EventClient.on_closed() it should catch exceptions around
self.ec.connect() and keep retrying
self.ec.connect() with a 5-10 second wait in between tries until it succeeds or
self.is_closed == True. I didn't think of this detail when I wrote the original description but it is important for robustness (for example, when the websockets service reboots and is unavailable for a minute or two). The retry logic will need a test.
The test isn't quite correct. It creates
human2 before calling close_connection(), so it is possible for it to receive the event before disconnecting. It should create human2 after it calls
close_connection() to demonstrate that it reconnected after
Updated by Radhika Chippada over 7 years ago
- Could you refactor the code for managing the list of "filters" so that it is the same between EventClient and PollClient? Maybe add a small helper class.

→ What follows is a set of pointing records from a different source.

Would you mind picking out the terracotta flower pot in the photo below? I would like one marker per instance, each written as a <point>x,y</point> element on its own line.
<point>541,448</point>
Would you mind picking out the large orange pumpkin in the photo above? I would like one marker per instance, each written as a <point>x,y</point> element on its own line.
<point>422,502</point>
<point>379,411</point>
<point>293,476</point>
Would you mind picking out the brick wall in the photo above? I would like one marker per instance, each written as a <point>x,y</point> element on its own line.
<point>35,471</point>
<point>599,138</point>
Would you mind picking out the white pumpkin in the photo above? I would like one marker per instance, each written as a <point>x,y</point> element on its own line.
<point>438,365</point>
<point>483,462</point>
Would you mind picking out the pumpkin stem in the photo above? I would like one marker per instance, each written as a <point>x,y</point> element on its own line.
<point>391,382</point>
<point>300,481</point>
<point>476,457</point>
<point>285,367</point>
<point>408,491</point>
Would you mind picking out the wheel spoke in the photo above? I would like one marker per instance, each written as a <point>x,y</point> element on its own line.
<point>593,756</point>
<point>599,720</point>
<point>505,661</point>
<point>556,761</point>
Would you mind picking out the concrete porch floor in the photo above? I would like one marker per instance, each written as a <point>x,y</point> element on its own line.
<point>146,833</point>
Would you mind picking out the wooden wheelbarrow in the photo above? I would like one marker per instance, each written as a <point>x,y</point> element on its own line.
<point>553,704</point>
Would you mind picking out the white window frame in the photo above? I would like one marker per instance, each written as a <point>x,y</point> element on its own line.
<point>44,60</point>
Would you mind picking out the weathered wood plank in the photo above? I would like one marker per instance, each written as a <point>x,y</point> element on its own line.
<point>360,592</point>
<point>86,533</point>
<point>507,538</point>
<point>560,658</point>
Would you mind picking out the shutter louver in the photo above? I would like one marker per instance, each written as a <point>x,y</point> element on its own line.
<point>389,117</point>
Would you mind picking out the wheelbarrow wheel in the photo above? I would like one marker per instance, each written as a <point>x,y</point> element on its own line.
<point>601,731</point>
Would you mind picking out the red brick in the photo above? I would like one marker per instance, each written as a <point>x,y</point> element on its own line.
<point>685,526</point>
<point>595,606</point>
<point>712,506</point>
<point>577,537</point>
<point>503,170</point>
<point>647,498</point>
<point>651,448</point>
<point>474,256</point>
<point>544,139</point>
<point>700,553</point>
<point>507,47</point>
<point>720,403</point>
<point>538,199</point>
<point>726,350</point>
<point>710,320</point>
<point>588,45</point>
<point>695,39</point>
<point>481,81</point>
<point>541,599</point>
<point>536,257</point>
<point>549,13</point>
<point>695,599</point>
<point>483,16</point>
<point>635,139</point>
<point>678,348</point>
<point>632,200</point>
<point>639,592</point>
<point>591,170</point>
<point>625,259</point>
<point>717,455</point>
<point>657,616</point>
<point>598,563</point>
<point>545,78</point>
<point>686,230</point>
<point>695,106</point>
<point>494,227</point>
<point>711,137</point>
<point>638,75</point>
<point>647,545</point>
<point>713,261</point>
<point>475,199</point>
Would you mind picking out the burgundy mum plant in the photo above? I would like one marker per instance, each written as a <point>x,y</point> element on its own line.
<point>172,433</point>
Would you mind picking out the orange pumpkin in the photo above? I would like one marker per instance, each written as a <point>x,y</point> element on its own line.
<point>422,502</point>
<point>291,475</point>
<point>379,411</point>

The PollClient is using [filters] where as EventClient is using filters as is which as an array of array, so I did not do this. However, I noticed an issue with the way I was managing "subscriptions" and re-subscribing on unexpected closes. I updated the logic to first connect (with the original filters) and then issue submit calls for each entry found in the unsubscribed subscriptions.
- EventClient._init__() the on_closed parameter should not be optional.

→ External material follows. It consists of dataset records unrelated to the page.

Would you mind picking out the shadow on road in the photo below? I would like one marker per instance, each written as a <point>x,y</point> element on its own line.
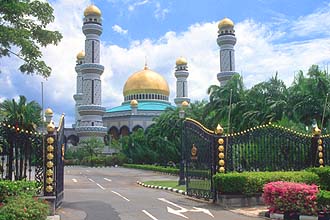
<point>87,210</point>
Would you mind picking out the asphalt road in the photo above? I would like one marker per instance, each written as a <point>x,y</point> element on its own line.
<point>113,194</point>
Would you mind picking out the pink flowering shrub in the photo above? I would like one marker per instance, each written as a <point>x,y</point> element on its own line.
<point>291,197</point>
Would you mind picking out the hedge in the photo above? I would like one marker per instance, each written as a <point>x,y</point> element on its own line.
<point>14,188</point>
<point>324,175</point>
<point>251,183</point>
<point>162,169</point>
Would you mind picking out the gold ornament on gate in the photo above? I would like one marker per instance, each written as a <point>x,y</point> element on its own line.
<point>194,152</point>
<point>50,148</point>
<point>50,156</point>
<point>221,141</point>
<point>49,172</point>
<point>49,180</point>
<point>50,140</point>
<point>49,189</point>
<point>50,164</point>
<point>219,129</point>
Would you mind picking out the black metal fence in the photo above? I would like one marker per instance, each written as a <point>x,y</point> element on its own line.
<point>274,148</point>
<point>199,156</point>
<point>21,154</point>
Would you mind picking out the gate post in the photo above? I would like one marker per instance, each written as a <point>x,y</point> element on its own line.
<point>49,192</point>
<point>317,148</point>
<point>221,149</point>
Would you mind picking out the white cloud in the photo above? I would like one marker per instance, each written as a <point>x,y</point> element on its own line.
<point>132,7</point>
<point>160,12</point>
<point>119,29</point>
<point>258,57</point>
<point>312,24</point>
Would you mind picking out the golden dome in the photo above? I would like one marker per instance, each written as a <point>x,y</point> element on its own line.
<point>48,111</point>
<point>134,103</point>
<point>92,10</point>
<point>81,55</point>
<point>184,104</point>
<point>226,22</point>
<point>181,61</point>
<point>146,81</point>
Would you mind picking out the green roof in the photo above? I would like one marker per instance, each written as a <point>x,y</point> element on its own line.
<point>142,106</point>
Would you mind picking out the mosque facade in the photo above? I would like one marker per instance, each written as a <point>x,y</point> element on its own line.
<point>145,94</point>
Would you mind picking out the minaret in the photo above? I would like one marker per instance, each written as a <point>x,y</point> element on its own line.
<point>91,111</point>
<point>78,96</point>
<point>181,74</point>
<point>226,41</point>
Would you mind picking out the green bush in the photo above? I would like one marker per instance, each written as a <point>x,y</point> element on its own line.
<point>162,169</point>
<point>324,175</point>
<point>14,188</point>
<point>323,200</point>
<point>251,183</point>
<point>24,207</point>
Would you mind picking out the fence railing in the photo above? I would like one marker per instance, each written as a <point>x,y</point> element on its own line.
<point>274,148</point>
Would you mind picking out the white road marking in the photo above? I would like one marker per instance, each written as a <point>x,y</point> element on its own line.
<point>183,210</point>
<point>100,186</point>
<point>120,196</point>
<point>148,214</point>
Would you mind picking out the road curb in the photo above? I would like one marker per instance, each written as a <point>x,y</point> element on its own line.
<point>162,188</point>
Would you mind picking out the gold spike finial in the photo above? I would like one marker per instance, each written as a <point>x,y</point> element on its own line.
<point>219,129</point>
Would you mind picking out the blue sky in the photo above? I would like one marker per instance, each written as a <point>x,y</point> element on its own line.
<point>272,35</point>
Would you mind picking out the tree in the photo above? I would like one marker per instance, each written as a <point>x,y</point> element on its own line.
<point>23,31</point>
<point>25,116</point>
<point>92,147</point>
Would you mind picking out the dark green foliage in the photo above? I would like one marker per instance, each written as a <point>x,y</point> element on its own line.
<point>324,175</point>
<point>250,183</point>
<point>23,26</point>
<point>162,169</point>
<point>24,207</point>
<point>14,188</point>
<point>323,200</point>
<point>271,101</point>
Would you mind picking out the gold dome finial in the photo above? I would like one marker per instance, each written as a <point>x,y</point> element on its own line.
<point>226,22</point>
<point>184,104</point>
<point>181,61</point>
<point>316,131</point>
<point>48,111</point>
<point>134,103</point>
<point>146,81</point>
<point>81,55</point>
<point>219,129</point>
<point>92,10</point>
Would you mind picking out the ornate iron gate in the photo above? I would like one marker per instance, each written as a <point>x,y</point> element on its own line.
<point>54,161</point>
<point>200,161</point>
<point>60,163</point>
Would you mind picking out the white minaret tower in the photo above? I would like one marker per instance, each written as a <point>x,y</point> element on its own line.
<point>91,111</point>
<point>78,96</point>
<point>181,74</point>
<point>226,41</point>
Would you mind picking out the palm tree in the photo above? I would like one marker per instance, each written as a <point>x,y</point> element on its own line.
<point>25,116</point>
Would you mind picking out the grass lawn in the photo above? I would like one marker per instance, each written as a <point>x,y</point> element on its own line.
<point>166,183</point>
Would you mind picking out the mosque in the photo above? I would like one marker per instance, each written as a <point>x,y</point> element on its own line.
<point>145,93</point>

- In EventClient.on_closed() it should catch exceptions around self.ec.connect() and keep retrying self.ec.connect() with a 5-10 second wait in between tries until it succeeds or self.is_closed == True.
Added this code update
- The retry logic will need a test.
In order to write a test that checks the retry logic, I would need to mock the EventClient.connect with side_effects array [pass, some_error, pass], where the first and third side_effects should pass and do the actual connect work. I could not figure out how to define side_effects such that they pass the first and third time onwards but fail the second time. Please provide a working code sample for this so that I can write this test. Thanks.
- The test isn't quite correct. It creates human2 before calling close_connection(), so it is possible for it to receive the event before disconnecting. It should create human2 after it calls close_connection() to demonstrate that it reconnected after close_connection().

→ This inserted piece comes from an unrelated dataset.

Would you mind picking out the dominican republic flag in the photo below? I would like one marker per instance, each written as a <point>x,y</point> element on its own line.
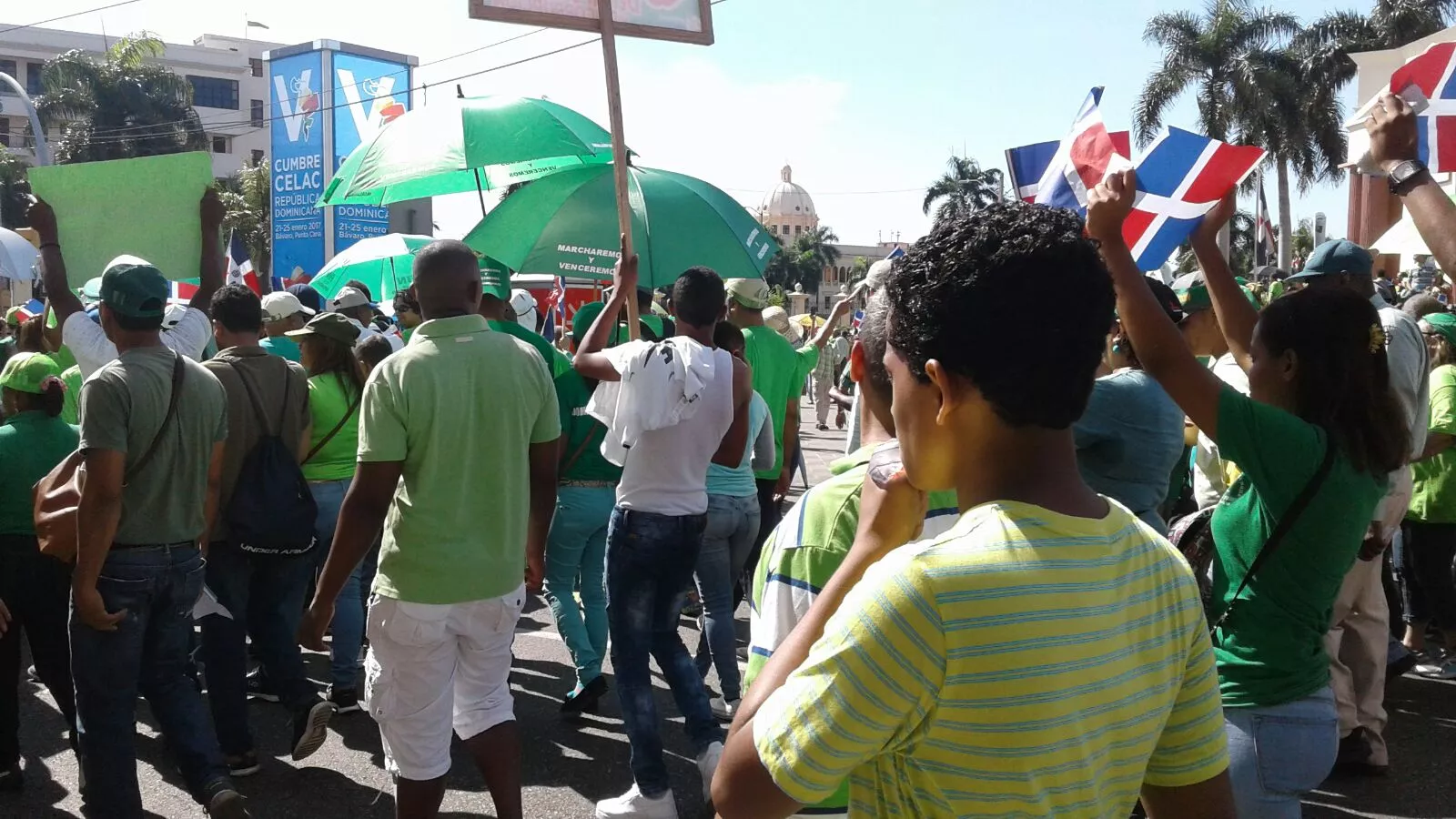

Updated by Peter Amstutz over 7 years ago
Suggest using StreamIO.StreamIO instead of logging.FileHandler. This buffers in memory instead of creating a temporary file:
logstream = StreamIO.StreamIO() rootLogger = logging.getLogger() streamHandler = logging.StreamHandler(logstream) rootLogger.addHandler(streamHandler) ... log_messages = logstream.getvalue()
In EventClient.on_closed, this should catch Exception and log the exception:
except Exception as e: _logger.warn("Error '%s' during websocket reconnect. Will retry after 5s.", e) time.sleep(5)